3. Keep `QUICK_MODE=True` for fast rerun; set `False` for longer training.

Expected runtime:
- Quick mode: ~10-20 minutes
- Full mode: ~45-90 minutes (depending on Colab hardware/model)

---

## 📐 Data Models

### Action Space (`SmartpayenvAction`)
| Field | Type | Values | Description |
|-------|------|--------|-------------|
| `gateway` | `int` | `0, 1, 2` | 0=Economy, 1=Standard, 2=Premium |
| `fraud_decision`| `int` | `0, 1, 2, 3`| 0=Allow, 1=Block, 2=3DS (Challenge), 3=Manual Review |
| `retry_strategy`| `int` | `0, 1` | 0=No Retry, 1=Auto-Failover |

### Observation Space (`SmartpayenvObservation`)
| Category | Field | Description |
|----------|-------|-------------|
| **Context** | `amount` | Transaction value in USD |
| | `bin_category` | Card type (0-9) |
| | `user_segment` | 0=New, 1=Existing, 2=Premium |
| **Signals** | `observed_fraud_risk`| Noisy risk probability [0,1] |
| | `time_of_day` | Current simulation hour (0-23) |
| **Reviews**| `review_resolutions`| List of matured manual review results |
| **Health** | `gateway_states` | LAGGED Health status (2 steps delay) |
| | `gateway_success_rates`| LAGGED success probabilities |
| **Tracking**| `chargeback_penalty_applied`| Penalty from a past undetected fraud |

---

## 🏗️ Step-by-Step Setup

### 1. Local Development
We recommend using [uv](https://github.com/astral-sh/uv) for fast, reliable dependency management.

```bash
# Clone and enter the repository
git clone https://github.com/pratap-nitjsr/SmartPayEnv.git
cd SmartPayEnv

# Install dependencies
uv sync

# (Recommended) Regenerate realistic synthetic data
python scripts/generate_logs.py --num-transactions 20000 --n-users 5000 --seed 42

# Run the OpenEnv validation suite
openenv validate

# Run core logic tests
python tests/test_reality_features.py
```

### 2. Starting the Server
```bash
# Run via uv
uv run -m SmartPayEnv.server.app
```
Access the **Swagger UI** at `http://localhost:7860/` (auto-redirects to `/docs`).

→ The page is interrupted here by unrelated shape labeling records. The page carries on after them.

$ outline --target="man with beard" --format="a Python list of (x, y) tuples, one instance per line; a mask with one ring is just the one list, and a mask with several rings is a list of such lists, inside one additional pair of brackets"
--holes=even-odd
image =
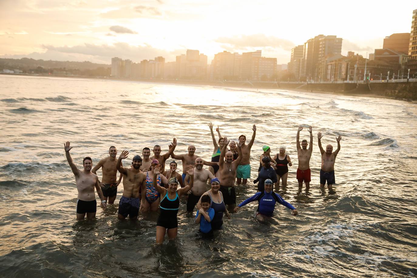
[[(242, 160), (238, 166), (236, 170), (236, 177), (237, 178), (237, 184), (240, 184), (241, 179), (243, 179), (244, 184), (246, 184), (248, 179), (251, 177), (251, 165), (249, 158), (251, 155), (251, 149), (255, 141), (255, 136), (256, 133), (256, 127), (254, 125), (252, 130), (254, 134), (252, 135), (252, 139), (248, 145), (245, 145), (246, 142), (246, 136), (241, 135), (239, 136), (239, 143), (241, 145)], [(240, 155), (239, 155), (240, 156)]]
[[(175, 145), (176, 145), (176, 142), (175, 142)], [(185, 176), (187, 175), (187, 170), (190, 168), (190, 166), (194, 165), (196, 160), (200, 157), (198, 155), (194, 154), (196, 151), (196, 147), (193, 145), (190, 145), (188, 146), (188, 153), (185, 155), (175, 155), (173, 152), (171, 154), (171, 157), (174, 159), (180, 159), (182, 162), (183, 165), (183, 181), (185, 179)], [(218, 162), (209, 162), (205, 160), (203, 160), (203, 163), (204, 165), (207, 166), (213, 166), (214, 165), (218, 165)], [(196, 179), (194, 177), (194, 179)], [(196, 185), (194, 184), (194, 186)]]
[(125, 168), (122, 166), (122, 160), (127, 158), (129, 152), (123, 150), (117, 160), (116, 168), (123, 174), (123, 195), (119, 202), (118, 218), (124, 219), (128, 215), (132, 220), (138, 218), (140, 205), (141, 192), (145, 187), (146, 175), (141, 171), (142, 158), (135, 155), (132, 162), (132, 167)]
[[(236, 179), (236, 170), (242, 160), (242, 143), (237, 145), (239, 155), (237, 159), (233, 161), (233, 153), (227, 150), (229, 141), (224, 138), (224, 145), (220, 153), (220, 159), (219, 162), (219, 180), (220, 181), (220, 191), (223, 195), (224, 203), (229, 207), (236, 204), (236, 192), (235, 191), (235, 180)], [(226, 161), (225, 161), (225, 158)], [(195, 179), (195, 176), (194, 176)]]
[(151, 156), (151, 149), (148, 147), (143, 148), (142, 150), (142, 156), (143, 159), (142, 161), (142, 165), (141, 166), (141, 170), (142, 172), (148, 171), (151, 169), (151, 164), (152, 160), (149, 158)]
[(120, 175), (119, 180), (116, 182), (117, 178), (117, 169), (116, 169), (116, 155), (117, 154), (117, 150), (114, 146), (112, 146), (109, 149), (109, 156), (105, 158), (103, 158), (98, 162), (94, 168), (91, 170), (91, 173), (97, 174), (97, 171), (101, 168), (102, 177), (101, 181), (99, 182), (100, 186), (101, 187), (101, 191), (103, 195), (107, 201), (108, 198), (109, 205), (114, 203), (116, 199), (116, 195), (117, 194), (117, 186), (120, 184), (122, 180), (122, 175)]
[[(194, 168), (194, 185), (191, 188), (191, 193), (188, 195), (187, 200), (187, 211), (191, 212), (194, 210), (194, 207), (198, 202), (201, 195), (207, 191), (207, 180), (214, 178), (213, 173), (203, 168), (204, 165), (203, 159), (201, 158), (196, 159)], [(186, 186), (190, 178), (187, 174), (185, 178), (185, 184)]]
[(326, 151), (322, 147), (321, 139), (323, 137), (321, 133), (319, 132), (317, 138), (319, 139), (319, 148), (320, 152), (322, 153), (322, 168), (320, 170), (320, 186), (324, 187), (326, 182), (327, 182), (327, 187), (329, 189), (332, 188), (332, 186), (336, 183), (334, 179), (334, 162), (336, 160), (336, 155), (340, 150), (340, 140), (342, 136), (339, 136), (336, 138), (337, 141), (337, 149), (333, 150), (333, 147), (330, 144), (326, 146)]
[(298, 169), (297, 169), (297, 180), (298, 180), (298, 187), (303, 187), (303, 182), (306, 183), (306, 189), (310, 188), (310, 182), (311, 181), (311, 170), (310, 170), (310, 158), (313, 152), (313, 132), (311, 126), (309, 127), (310, 133), (310, 146), (307, 149), (308, 143), (307, 140), (304, 139), (301, 141), (301, 147), (300, 147), (300, 131), (303, 130), (303, 127), (300, 126), (297, 131), (297, 155), (298, 156)]
[(177, 146), (177, 140), (175, 138), (172, 140), (172, 144), (169, 145), (168, 148), (169, 150), (168, 152), (163, 155), (161, 155), (161, 146), (158, 145), (156, 145), (153, 147), (153, 156), (149, 158), (151, 160), (156, 159), (159, 162), (159, 164), (162, 166), (162, 172), (165, 170), (165, 161), (171, 156), (172, 152), (175, 150), (175, 147)]
[(73, 159), (70, 154), (70, 150), (73, 148), (70, 147), (70, 142), (67, 142), (64, 144), (65, 155), (67, 157), (68, 164), (75, 177), (77, 190), (78, 196), (77, 200), (77, 220), (83, 220), (87, 214), (87, 220), (91, 220), (95, 217), (97, 209), (97, 203), (95, 201), (94, 194), (94, 187), (97, 191), (97, 195), (101, 200), (100, 206), (103, 209), (106, 209), (106, 200), (103, 196), (101, 188), (98, 184), (98, 177), (91, 173), (93, 160), (89, 156), (83, 160), (84, 170), (80, 171), (73, 162)]

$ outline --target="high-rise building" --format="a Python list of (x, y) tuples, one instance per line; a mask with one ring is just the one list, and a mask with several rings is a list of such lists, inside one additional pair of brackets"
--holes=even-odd
[(409, 33), (393, 34), (384, 39), (382, 48), (389, 48), (397, 52), (408, 54), (409, 42)]
[(242, 54), (242, 80), (268, 81), (276, 76), (276, 58), (261, 56), (261, 50)]
[(324, 79), (327, 61), (330, 57), (341, 57), (342, 43), (341, 38), (323, 35), (319, 35), (306, 42), (301, 75), (309, 80)]
[(123, 71), (123, 60), (118, 57), (111, 58), (111, 77), (118, 78), (121, 77)]
[(214, 55), (211, 61), (214, 80), (239, 80), (241, 73), (242, 55), (224, 51)]
[(193, 80), (205, 79), (207, 77), (207, 57), (198, 50), (187, 49), (186, 54), (176, 57), (177, 78)]
[(413, 11), (409, 43), (409, 58), (407, 68), (410, 70), (410, 78), (417, 78), (417, 10)]

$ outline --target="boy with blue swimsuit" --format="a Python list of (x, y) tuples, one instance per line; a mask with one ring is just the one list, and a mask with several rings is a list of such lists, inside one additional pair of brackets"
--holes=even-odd
[(200, 224), (199, 231), (204, 235), (213, 233), (211, 220), (214, 217), (214, 210), (210, 207), (211, 199), (208, 195), (201, 197), (201, 208), (197, 210), (196, 224)]
[(256, 210), (258, 212), (256, 215), (257, 218), (258, 215), (260, 218), (263, 218), (264, 216), (270, 217), (274, 214), (274, 210), (275, 208), (275, 204), (278, 202), (281, 205), (291, 210), (293, 215), (297, 215), (298, 213), (295, 208), (283, 199), (282, 197), (279, 195), (279, 194), (272, 191), (272, 181), (269, 179), (265, 180), (264, 184), (264, 191), (263, 192), (258, 192), (250, 198), (245, 200), (239, 204), (237, 207), (235, 208), (235, 212), (237, 211), (241, 207), (251, 202), (258, 201), (259, 204), (258, 206), (258, 209)]

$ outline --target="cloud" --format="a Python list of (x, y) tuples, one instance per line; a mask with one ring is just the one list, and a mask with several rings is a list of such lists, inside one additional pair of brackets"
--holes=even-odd
[(154, 15), (161, 15), (162, 13), (159, 10), (153, 7), (146, 7), (146, 6), (136, 6), (135, 7), (135, 10), (141, 15), (148, 13)]
[(344, 51), (354, 51), (355, 52), (368, 51), (373, 52), (374, 48), (369, 45), (364, 47), (359, 46), (354, 43), (349, 41), (347, 40), (343, 40), (342, 44), (342, 49)]
[(143, 60), (151, 60), (162, 56), (166, 62), (175, 60), (177, 55), (185, 53), (185, 49), (168, 51), (155, 48), (151, 45), (131, 45), (125, 43), (114, 45), (94, 45), (86, 43), (74, 46), (54, 46), (43, 45), (45, 50), (43, 53), (34, 52), (24, 55), (3, 55), (3, 58), (20, 59), (23, 57), (44, 60), (69, 61), (90, 61), (93, 63), (109, 64), (111, 58), (118, 57), (128, 59), (138, 63)]
[(215, 41), (224, 44), (224, 44), (229, 44), (234, 49), (269, 47), (289, 50), (295, 46), (295, 44), (288, 40), (266, 36), (263, 34), (223, 37), (218, 38)]
[(132, 31), (128, 28), (123, 26), (115, 25), (110, 27), (110, 30), (118, 34), (137, 34), (137, 32)]

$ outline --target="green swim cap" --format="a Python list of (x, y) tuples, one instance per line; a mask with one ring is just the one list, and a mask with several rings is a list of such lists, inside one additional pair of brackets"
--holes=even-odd
[(264, 150), (264, 152), (266, 152), (269, 149), (269, 146), (266, 145), (263, 146), (262, 147), (262, 149)]

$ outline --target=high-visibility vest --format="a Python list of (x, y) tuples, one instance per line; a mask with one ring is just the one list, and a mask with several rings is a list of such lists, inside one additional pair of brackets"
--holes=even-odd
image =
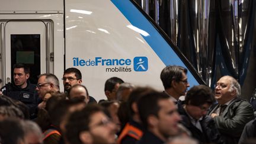
[(127, 123), (123, 129), (121, 134), (119, 135), (119, 137), (117, 139), (117, 144), (121, 143), (123, 139), (127, 135), (135, 138), (137, 140), (139, 140), (143, 135), (143, 132), (139, 129)]
[(50, 129), (46, 130), (43, 133), (44, 137), (43, 139), (43, 140), (44, 140), (44, 139), (46, 139), (47, 137), (48, 137), (49, 136), (50, 136), (52, 134), (57, 134), (59, 136), (61, 136), (60, 133), (57, 130)]

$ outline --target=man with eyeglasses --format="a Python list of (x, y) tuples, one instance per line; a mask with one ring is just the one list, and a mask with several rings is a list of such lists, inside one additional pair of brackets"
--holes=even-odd
[(96, 104), (72, 113), (65, 127), (66, 143), (116, 143), (116, 126)]
[(187, 76), (187, 69), (180, 66), (167, 66), (162, 71), (161, 79), (167, 93), (177, 104), (179, 98), (185, 95), (190, 87)]
[(52, 73), (43, 73), (39, 76), (37, 91), (39, 98), (43, 100), (44, 95), (50, 91), (59, 92), (59, 82), (57, 76)]
[[(69, 94), (69, 91), (71, 89), (71, 87), (75, 85), (82, 84), (82, 73), (79, 69), (75, 68), (70, 68), (64, 71), (62, 80), (64, 90), (66, 93)], [(87, 89), (87, 93), (88, 94)], [(89, 96), (88, 103), (97, 103), (97, 101), (94, 98)]]
[(226, 143), (238, 143), (245, 125), (254, 117), (252, 105), (240, 98), (241, 87), (231, 76), (224, 76), (215, 87), (216, 104), (209, 115), (213, 118)]
[(82, 74), (79, 69), (70, 68), (64, 71), (62, 80), (64, 90), (67, 92), (72, 86), (82, 84)]
[(179, 107), (180, 121), (200, 143), (223, 143), (213, 120), (207, 112), (215, 100), (210, 88), (205, 85), (192, 87), (187, 93), (185, 104)]
[(0, 89), (0, 94), (20, 101), (29, 108), (30, 118), (33, 118), (36, 108), (36, 85), (30, 83), (30, 68), (23, 63), (14, 65), (13, 83), (6, 84)]

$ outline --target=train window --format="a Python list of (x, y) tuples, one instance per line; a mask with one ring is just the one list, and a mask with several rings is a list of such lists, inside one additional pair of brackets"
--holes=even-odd
[[(40, 74), (40, 34), (11, 34), (11, 66), (23, 63), (30, 68), (30, 81), (37, 83)], [(13, 75), (11, 68), (11, 75)], [(11, 76), (13, 81), (13, 76)]]

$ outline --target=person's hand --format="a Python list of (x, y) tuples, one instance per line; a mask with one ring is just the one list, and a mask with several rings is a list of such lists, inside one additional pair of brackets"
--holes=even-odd
[(213, 117), (216, 117), (216, 116), (217, 116), (217, 114), (216, 114), (216, 113), (212, 113), (212, 114), (211, 114), (211, 117), (212, 117), (212, 118), (213, 118)]

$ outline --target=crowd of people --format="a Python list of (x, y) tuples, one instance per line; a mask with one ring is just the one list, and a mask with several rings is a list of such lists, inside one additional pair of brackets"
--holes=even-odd
[[(64, 92), (54, 74), (29, 81), (25, 65), (14, 66), (13, 82), (0, 89), (0, 143), (256, 143), (252, 105), (231, 76), (190, 87), (187, 69), (167, 66), (164, 91), (135, 87), (117, 77), (97, 102), (75, 68), (66, 69)], [(184, 98), (181, 98), (184, 97)]]

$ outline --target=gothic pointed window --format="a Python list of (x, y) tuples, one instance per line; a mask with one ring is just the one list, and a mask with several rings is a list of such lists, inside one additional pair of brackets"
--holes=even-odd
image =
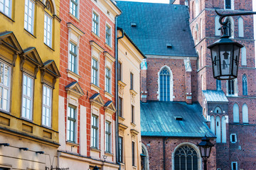
[(160, 72), (160, 101), (170, 101), (170, 77), (167, 68)]
[(198, 156), (196, 150), (188, 146), (182, 146), (174, 154), (174, 169), (198, 169)]
[(242, 75), (242, 95), (248, 95), (247, 92), (247, 79), (245, 74)]

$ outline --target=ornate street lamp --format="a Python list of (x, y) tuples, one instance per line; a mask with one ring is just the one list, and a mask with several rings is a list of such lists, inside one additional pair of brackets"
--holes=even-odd
[(228, 35), (228, 20), (223, 22), (226, 16), (245, 16), (256, 14), (256, 12), (245, 12), (221, 14), (215, 10), (220, 16), (219, 22), (222, 27), (223, 36), (220, 40), (208, 47), (210, 50), (213, 77), (219, 80), (230, 80), (238, 77), (240, 51), (243, 47), (238, 42), (229, 38)]
[(202, 141), (198, 144), (200, 149), (200, 154), (203, 161), (203, 169), (207, 170), (207, 159), (210, 157), (212, 147), (214, 144), (210, 142), (206, 135), (202, 138)]

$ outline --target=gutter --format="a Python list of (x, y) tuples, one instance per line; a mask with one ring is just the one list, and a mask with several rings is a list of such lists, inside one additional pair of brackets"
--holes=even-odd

### 4. Synthetic Data World Generator (NEW)
Use this when you want realistic, evolving "real-world-like" transaction streams:

```bash
python scripts/generate_logs.py \
  --output data/transactions_log.jsonl \
  --num-transactions 20000 \
  --n-users 5000 \
  --seed 42 \
  --base-fraud-rate 0.08
```

What gets generated:
- **Normal baseline behavior** (segment-based spend, location/device consistency, time-of-day effects)
- **Seed fraud templates** (`high_value_spike`, `velocity_burst`, `geo_anomaly`, `device_spoof`, `split_transactions`)
- **Adaptive fraud evolution** (strategy composition and stealth attacks such as `low_risk_disguise`)
- **Strategy labels for storytelling** via `fraud_strategy` and `event_marker`

### 3. Multi-Mode Deployment (Docker)
```bash
# Build the production image
docker build -t smartpay-env .

# Run the container
docker run -p 7860:7860 smartpay-env
```

---

## 📁 Project Structure
```text
SmartPayEnv/
├── scripts/
│   ├── generate_logs.py         # Synthetic dataset generator
├── data/
│   ├── transactions_log.jsonl   # Pre-generated transaction pool
├── server/
│   ├── app.py                  # FastAPI Entry Point (Uvicorn)
│   ├── SmartPayEnv_environment.py # Core Reality Layer Logic
│   ├── graders.py               # Math models for RL Reward
│   └── utils.py                 # Log loading & sampling utilities
├── tests/
│   ├── test_graders.py         # Unit tests for scoring math
│   ├── test_reality_features.py # Reality layer verification
│   └── test_env_logs.py        # Log-driven simulation test
├── models.py                   # Pydantic Action/Observation Schemas
├── inference.py                # LLM/RL Agent Driver & Curriculum
├── pyproject.toml              # Dependency & Build Manifest
└── openenv.yaml                # OpenEnv Environment Metadata
```

## 📄 License
This project is licensed under the MIT License - see the [LICENSE](file:///d:/meta-pytorch-final/SmartPayEnv/LICENSE) file for details.